Как ни в чем не бывало Мейсон снова обратился к свидетелю:

— Извините, доктор, но я бы хотел задать вам несколько технических вопросов.

— К вашим услугам, сэр.

— У вас в Рфиее есть, рентгеновский аппарат?

— Да, сэр. ч'

— Простите, но перед этим я забыл спросить вас: вы ведь врач и вы — хирург, верно?

— Верно, сэр.

— А теперь, доктор, я бы попросил вас подойти к доске и начертить план вашего офиса. Я хочу знать, где находится рентгеновский аппарат, в какой комнате.

— Какое отношение это имеет к делу, ваша честь? — возмутился со своего места Гамильтон Бюргер. — План офиса… Кому здесь нужен план его помещения?

— Простите, господин прокурор, ваш свидетель показал, что он — врач и хирург по специальности. Он показал это, отвечая на ваши вопросы. Вы также спрашивали его, и. он ответил, что имеет практику в Санта-Ане. И я, — заключил Мейсон, — имею право это проверить.

Судья Коуди недоуменно нахмурился:

— Скажите, защитник, могу я получить ваше заверение, что вышеуказанные вопросы непосредственно относятся к делу и имеют какое-то значение?

— Я заверяю вас, ваша честь. И я думаю, что они могут вскрыть едва ли не наиболее значимые факторы в слушаемом деле.

— Хорошо. Не возражаю.

Доктор Кандлер подошел к доске и начертил схему помещения.

Мейсон посмотрел на нее и спросил:

— Ответьте мне, доктор, если бы двое людей сидели вот здесь — на стульях рядом с перегородкой между этими двумя комнатами, а в комнате за ней, как я сейчас вижу, стоит рентгеновский аппарат, то могло бы так случиться, что при соответствующем положении аппарата, если, разумеется, он включен, оказались бы засвеченными любые фотопленки в любом фотоаппарате, положенном вон там — у маленького столика в углу комнаты, как раз у той стены, за которой рентгеновский аппарат и расположен?

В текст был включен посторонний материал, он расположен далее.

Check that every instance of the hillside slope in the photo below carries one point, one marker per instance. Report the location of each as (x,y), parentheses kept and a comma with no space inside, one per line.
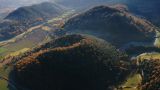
(88,63)
(23,18)
(114,25)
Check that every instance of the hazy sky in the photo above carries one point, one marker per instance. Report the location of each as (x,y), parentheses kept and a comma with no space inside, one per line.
(18,3)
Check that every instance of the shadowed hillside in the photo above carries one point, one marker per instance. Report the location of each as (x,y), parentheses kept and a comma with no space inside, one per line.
(150,72)
(75,63)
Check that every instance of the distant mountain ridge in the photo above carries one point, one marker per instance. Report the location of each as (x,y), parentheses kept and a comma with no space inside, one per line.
(44,10)
(23,18)
(114,25)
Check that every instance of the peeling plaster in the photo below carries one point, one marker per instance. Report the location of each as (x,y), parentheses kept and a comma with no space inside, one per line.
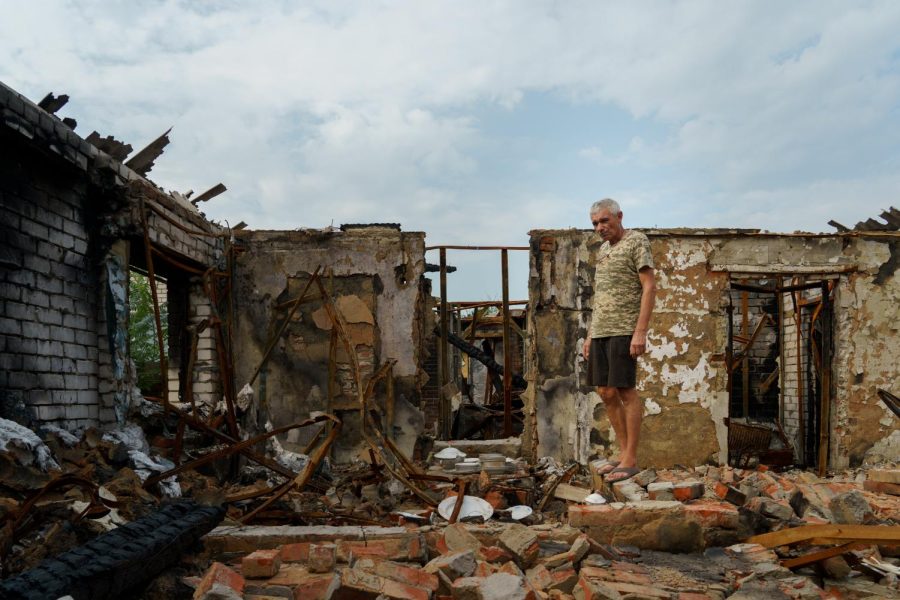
(688,332)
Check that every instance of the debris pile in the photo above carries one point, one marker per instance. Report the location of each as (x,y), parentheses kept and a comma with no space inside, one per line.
(391,528)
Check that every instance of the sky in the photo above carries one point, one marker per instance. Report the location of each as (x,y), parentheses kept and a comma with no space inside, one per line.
(477,122)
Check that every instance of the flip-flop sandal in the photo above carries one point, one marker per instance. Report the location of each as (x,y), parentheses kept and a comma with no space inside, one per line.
(627,473)
(608,468)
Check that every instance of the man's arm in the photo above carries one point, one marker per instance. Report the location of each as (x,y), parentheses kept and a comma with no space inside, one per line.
(648,299)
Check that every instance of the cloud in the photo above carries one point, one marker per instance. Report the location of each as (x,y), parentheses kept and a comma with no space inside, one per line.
(768,114)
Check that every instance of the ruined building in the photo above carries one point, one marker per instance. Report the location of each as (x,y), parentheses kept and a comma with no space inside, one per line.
(318,391)
(795,329)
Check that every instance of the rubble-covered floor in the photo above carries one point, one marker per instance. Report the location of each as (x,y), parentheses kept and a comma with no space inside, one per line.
(356,531)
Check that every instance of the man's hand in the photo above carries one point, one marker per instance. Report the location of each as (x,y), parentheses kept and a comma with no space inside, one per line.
(638,343)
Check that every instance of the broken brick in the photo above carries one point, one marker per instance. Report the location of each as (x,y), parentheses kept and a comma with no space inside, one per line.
(494,554)
(399,572)
(262,563)
(454,566)
(522,543)
(219,574)
(661,490)
(564,578)
(355,584)
(685,491)
(730,494)
(457,539)
(321,558)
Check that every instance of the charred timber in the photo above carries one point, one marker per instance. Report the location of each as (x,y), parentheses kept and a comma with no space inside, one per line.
(118,563)
(481,357)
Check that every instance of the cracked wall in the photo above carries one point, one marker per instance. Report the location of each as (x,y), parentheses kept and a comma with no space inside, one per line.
(70,214)
(682,379)
(374,275)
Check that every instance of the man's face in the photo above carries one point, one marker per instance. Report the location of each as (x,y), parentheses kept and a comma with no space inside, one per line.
(607,224)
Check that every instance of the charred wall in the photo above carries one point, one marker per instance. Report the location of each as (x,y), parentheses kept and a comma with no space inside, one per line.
(374,275)
(683,382)
(71,218)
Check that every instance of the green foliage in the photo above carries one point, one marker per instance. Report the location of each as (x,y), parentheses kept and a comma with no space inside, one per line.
(142,332)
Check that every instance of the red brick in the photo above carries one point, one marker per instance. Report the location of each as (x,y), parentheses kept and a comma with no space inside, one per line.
(588,589)
(730,494)
(219,573)
(262,563)
(398,572)
(882,487)
(484,569)
(688,490)
(563,580)
(713,514)
(494,554)
(298,552)
(354,584)
(321,558)
(390,549)
(540,578)
(495,499)
(639,591)
(590,515)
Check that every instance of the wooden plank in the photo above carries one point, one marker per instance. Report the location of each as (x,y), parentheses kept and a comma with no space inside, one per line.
(813,557)
(860,533)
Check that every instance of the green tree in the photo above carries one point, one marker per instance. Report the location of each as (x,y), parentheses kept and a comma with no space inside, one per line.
(142,332)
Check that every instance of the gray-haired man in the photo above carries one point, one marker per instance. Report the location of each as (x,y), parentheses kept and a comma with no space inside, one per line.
(624,294)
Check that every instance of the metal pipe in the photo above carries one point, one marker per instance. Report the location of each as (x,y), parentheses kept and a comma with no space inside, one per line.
(507,348)
(443,403)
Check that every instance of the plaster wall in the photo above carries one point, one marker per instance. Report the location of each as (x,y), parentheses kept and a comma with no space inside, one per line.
(375,277)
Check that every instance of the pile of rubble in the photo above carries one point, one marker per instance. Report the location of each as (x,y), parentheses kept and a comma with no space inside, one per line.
(389,528)
(664,534)
(500,561)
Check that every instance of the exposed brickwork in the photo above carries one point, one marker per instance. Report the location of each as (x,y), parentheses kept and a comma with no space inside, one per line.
(71,222)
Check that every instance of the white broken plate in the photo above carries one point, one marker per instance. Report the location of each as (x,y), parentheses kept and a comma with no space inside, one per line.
(594,498)
(473,506)
(450,452)
(517,513)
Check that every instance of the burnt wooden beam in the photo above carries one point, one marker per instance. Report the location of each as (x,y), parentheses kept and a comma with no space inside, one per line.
(142,162)
(209,194)
(52,103)
(116,149)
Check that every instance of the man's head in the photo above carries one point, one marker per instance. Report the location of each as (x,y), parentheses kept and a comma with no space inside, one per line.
(607,219)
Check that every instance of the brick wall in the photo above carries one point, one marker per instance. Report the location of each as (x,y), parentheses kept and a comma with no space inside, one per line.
(50,344)
(71,225)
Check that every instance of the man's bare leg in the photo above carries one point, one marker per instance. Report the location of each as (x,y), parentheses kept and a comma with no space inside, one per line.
(632,412)
(615,412)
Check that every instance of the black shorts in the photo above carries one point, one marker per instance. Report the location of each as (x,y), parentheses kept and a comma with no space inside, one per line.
(610,363)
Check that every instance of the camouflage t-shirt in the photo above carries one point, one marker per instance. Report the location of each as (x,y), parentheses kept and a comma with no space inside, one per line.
(617,287)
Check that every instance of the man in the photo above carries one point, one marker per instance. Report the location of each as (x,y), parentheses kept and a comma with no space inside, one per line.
(624,294)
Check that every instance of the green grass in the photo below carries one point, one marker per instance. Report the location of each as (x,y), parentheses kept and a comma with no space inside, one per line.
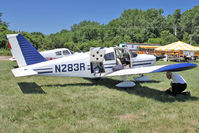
(5,52)
(62,104)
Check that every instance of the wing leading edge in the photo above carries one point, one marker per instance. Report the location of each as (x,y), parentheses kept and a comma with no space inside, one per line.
(153,69)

Доктор Кандлер в замешательстве смотрел на чертеж.

— Я… я не знаю. Впрочем, обождите, мне кажется — да. Лучи от рентгеновского аппарата, конечно, пробили бы эту стенку. Я так полагаю, что фотокамера, которую вы имеете в виду, не защищена никаким свинцовым экраном или чем другим и собрана из алюминиевых и пластмассовых частей, как самая обычная.

— Вы меня поняли правильно, доктор Кандлер.

— В таком случае — однозначно да. Пленка засветится.

— Вся пленка целиком?

— Конечно. Здесь же нет никакой преграды от рентгеновских лучей. Они проникают и сквозь металл, если металл не экранирован свинцом, не говоря уж о человеческом теле и костях.

— То есть если бы кто-то у вас в офисе подумал, будто у меня с собой фотокамера, а в ней — пленка, на которую заснято что-то ценное, что может быть использовано как доказательство, то этот кто-то мог бы, используя рентгеновский аппарат, мою пленку испортить?